The PRX is something of a revival, borrowing a lot from one of Tissot’s Seastar Quartz designs out of 1978 in terms of case shape and the integrated bracelet.
Diameter: 39.8mm
Lug-to-lug: 44.6mm (note: this doesn't include the fixed end links, if you want to include those the distance is 50.7mm)
Thickness: 10.6mm
Lug width is: ~12mm (integrated bracelet style; Tissot does sell specialized straps that can be swapped in place of the bracelet)
The watch has 100 meters of water resistance.
There are several dial color options available, even before considering the 35mm quartz options and the mechanical PRX choices. This model employs a blue dial with sunburst effect. There is a marker at each hour, all of which are lumed. The central seconds hand is not lumed but the hour and minute hands, in the baton style, are. The crystal is sapphire. There is an unframed date window at the 3 o’clock position. Beneath the 12 o’clock position the dial says Tissot and beneath that 1853. Above the 6 o’clock position the dial says PRX. The words Swiss and Made flank the 6 o’clock hour marker.

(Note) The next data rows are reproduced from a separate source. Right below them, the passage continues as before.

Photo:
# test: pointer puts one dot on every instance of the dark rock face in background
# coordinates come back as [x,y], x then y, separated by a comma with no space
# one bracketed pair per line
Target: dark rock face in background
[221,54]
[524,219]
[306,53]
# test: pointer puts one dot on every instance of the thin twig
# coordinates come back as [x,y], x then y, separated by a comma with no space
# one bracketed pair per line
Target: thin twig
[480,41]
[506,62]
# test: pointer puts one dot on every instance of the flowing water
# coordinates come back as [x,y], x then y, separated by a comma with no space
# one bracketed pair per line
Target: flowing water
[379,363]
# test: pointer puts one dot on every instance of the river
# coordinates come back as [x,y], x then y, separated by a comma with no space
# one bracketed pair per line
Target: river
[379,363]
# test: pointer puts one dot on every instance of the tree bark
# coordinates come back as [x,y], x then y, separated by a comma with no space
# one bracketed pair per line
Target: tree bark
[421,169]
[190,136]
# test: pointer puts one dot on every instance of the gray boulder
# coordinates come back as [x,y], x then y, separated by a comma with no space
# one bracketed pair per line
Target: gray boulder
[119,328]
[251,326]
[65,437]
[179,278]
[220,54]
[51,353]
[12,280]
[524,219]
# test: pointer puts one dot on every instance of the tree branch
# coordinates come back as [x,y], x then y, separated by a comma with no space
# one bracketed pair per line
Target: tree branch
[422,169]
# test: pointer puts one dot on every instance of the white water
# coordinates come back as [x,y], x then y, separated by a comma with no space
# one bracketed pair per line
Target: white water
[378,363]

The lume used is Super-LumniNova but it seems thinly applied and in my real-world experience does not last long.
The watch case itself is stainless steel. Tissot uses what I find to be an interesting mix of mostly brushed but some polished elements. The bezel is polished as are the ends of the links, and with the latter the bracelet offers a lot of play with the light. The bracelet does lack micro-adjust, though I do like that the butterfly clasp can be closed either side first. There are a couple half-sized links at the clasp to make sizing a bit more flexible. Removable links are secured via cotter pins.
The watch uses a push-pull crown that does not screw down for its water resistance. The T logo is on the crown and in position zero the crown spins freely but does nothing functional. In position one the date can be quick-set and in position two the watch hacks and time can be set.

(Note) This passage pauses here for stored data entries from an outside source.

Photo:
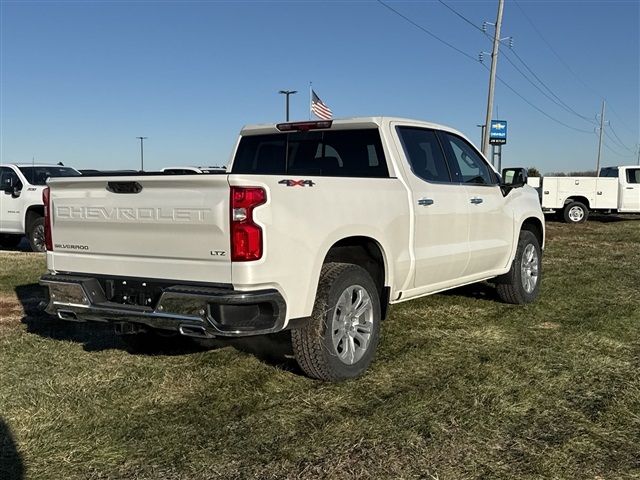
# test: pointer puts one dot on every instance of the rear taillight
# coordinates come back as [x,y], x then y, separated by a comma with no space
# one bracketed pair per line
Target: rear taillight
[246,236]
[46,200]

The watch has a closed caseback and the bracelet’s quick-release capabilities to allow easy changes to other compatible straps. This watch is powered by the ETA F06.115. This is a three jewel quartz movement. It is powered by a 371 button cell battery and the movement has an end-of-life indicator where, when the battery is low, the second hand will only jump every four seconds instead of every second.

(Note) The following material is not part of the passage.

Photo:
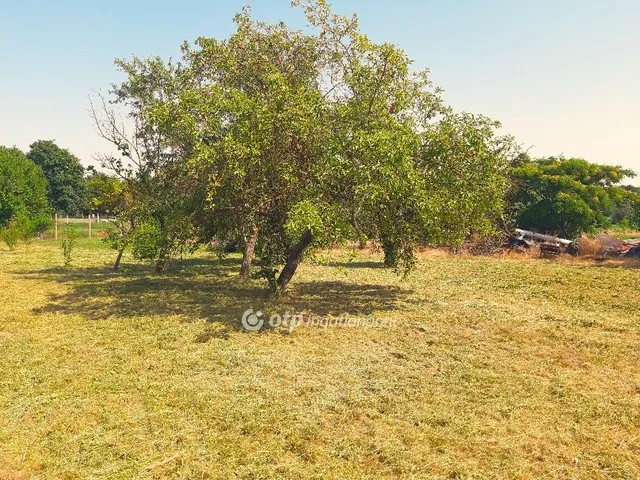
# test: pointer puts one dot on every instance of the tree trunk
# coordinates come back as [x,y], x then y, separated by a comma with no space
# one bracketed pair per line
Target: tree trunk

As this is a quartz movement I am not able to measure its accuracy via my timegrapher. The F06.115 is noted to be an entry-level quartz movement and I have read online its accuracy range is to be -0.3 seconds per day to +0.5 seconds per day.
My overall thoughts:
The positives:
Affordable
Well finished
Comfortable to wear
The negatives:
Imperfect alignment
Date not framed
Lume is lacking
Cotter pins
The PRX really packs a lot of punch at its price point (at the time I got mine it retailed for $375). The brushed and polished case and bracelet look really good, as does the sunburst dial. While I would have preferred a band with a bit more adjustment (be it via micro adjustment or maybe taking a page from Zodiac and using a sort of stretch system in their butterfly clasp), ultimately I was able to size my PRX to be quite comfortable so others might have issues but I do not.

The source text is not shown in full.